The activities carried out in ACCENTO project contributes to the WP2.4.2 of the ENGINE GAM of the CleanSky2 JU. The WP2 - Ultra High Propulsive Efficiency (UHPE) demonstrator, addressing Short/Medium Range aircraft market, represents one of the pillar demonstrator and activities of the Engines ITD of the CleanSky2 JU. In particular, the development of the LPT (WP2.4) is one of the most critical steps for the achievement of the high level objectives of the demonstrator in terms of aerodynamic efficiency. The LPT efficiency optimization requires to minimize airflow leakages between the static parts and the rotating parts; such goal can be achieved implementing an active clearance control system.
In the ACCENTO (Active Clearance Control dEsigN and characTerizatiOn) project a series of advanced investigations on different LPT Active Clearance Control (LPTACC) system pipes and target plates have been carried out. Outcomes of the project are the development of design and verification procedures to reliably predict the aero-thermal behavior of such impingement cooling system. This goal has been reached by means of dedicated experimental tests and numerical simulations. A dedicated modular test rig has been designed, manufactured and then operated at engine representative conditions providing reliable data for impingement cooling heat transfer characterization in a wide range of operating points. The radiative heat transfer impact on the system performance has been also accounted for, implementing a dedicated test rig upgrade capable of high target surface temperature levels. The rig provided high quality data under highly controlled operating conditions generating boundary conditions to validate CFD tools for the heat transfer and, more in general, for the ACC system characterization.
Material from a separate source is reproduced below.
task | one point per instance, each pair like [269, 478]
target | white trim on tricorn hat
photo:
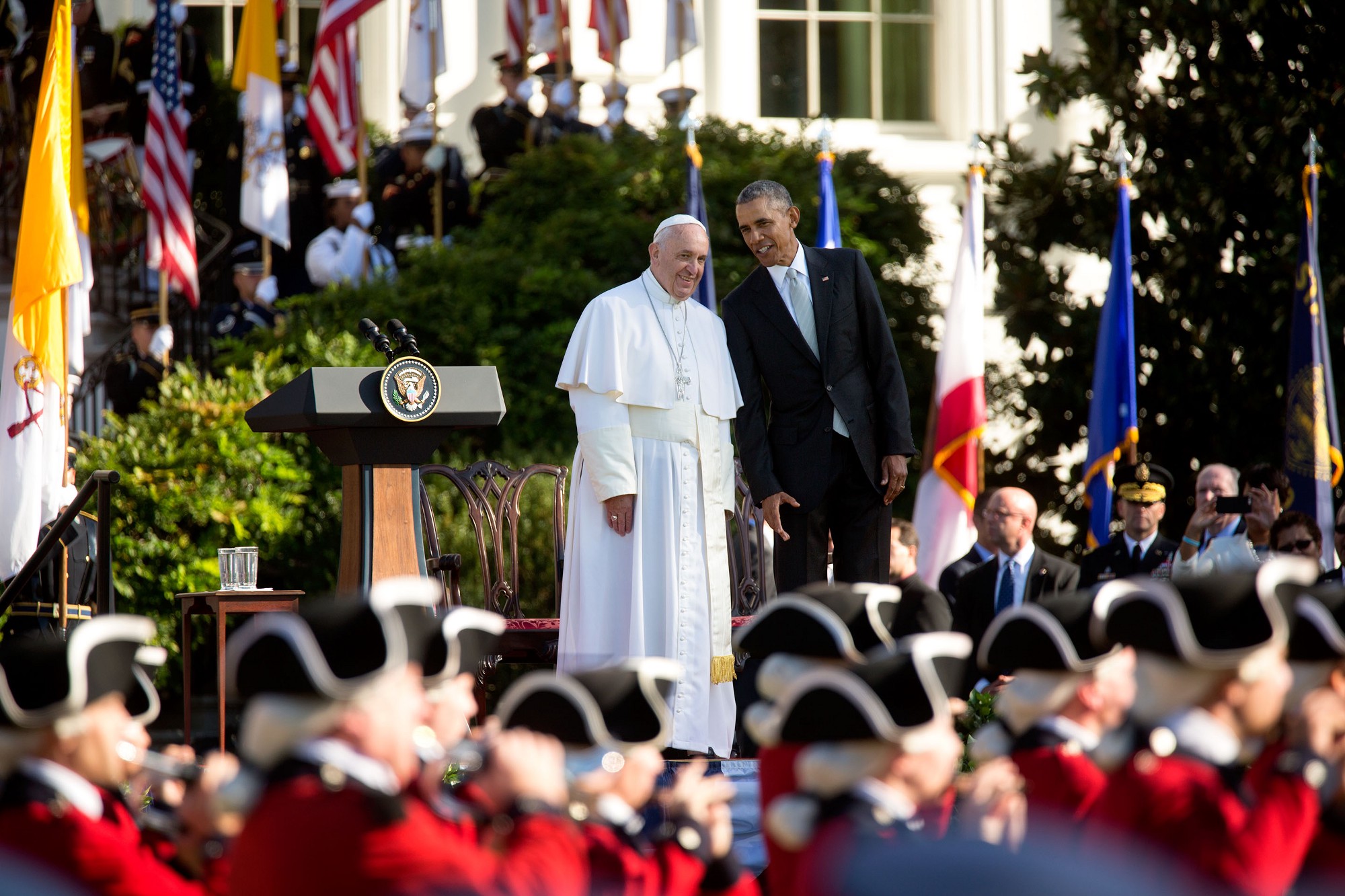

The project is successfully completed reaching the planned goals that can be summarized as follows:
• the design, commissioning and testing of a modular rig for LPTACC impingement heat transfer coefficient measurements
• the validation of suitable CFD methodologies
• development of reliable tools and methodologies, experimentally validated, for a dependable and really optimized ACC configurations design
Thanks to the modular nature and flexibility of the developed rig, future and successive tests and analyses will be possible.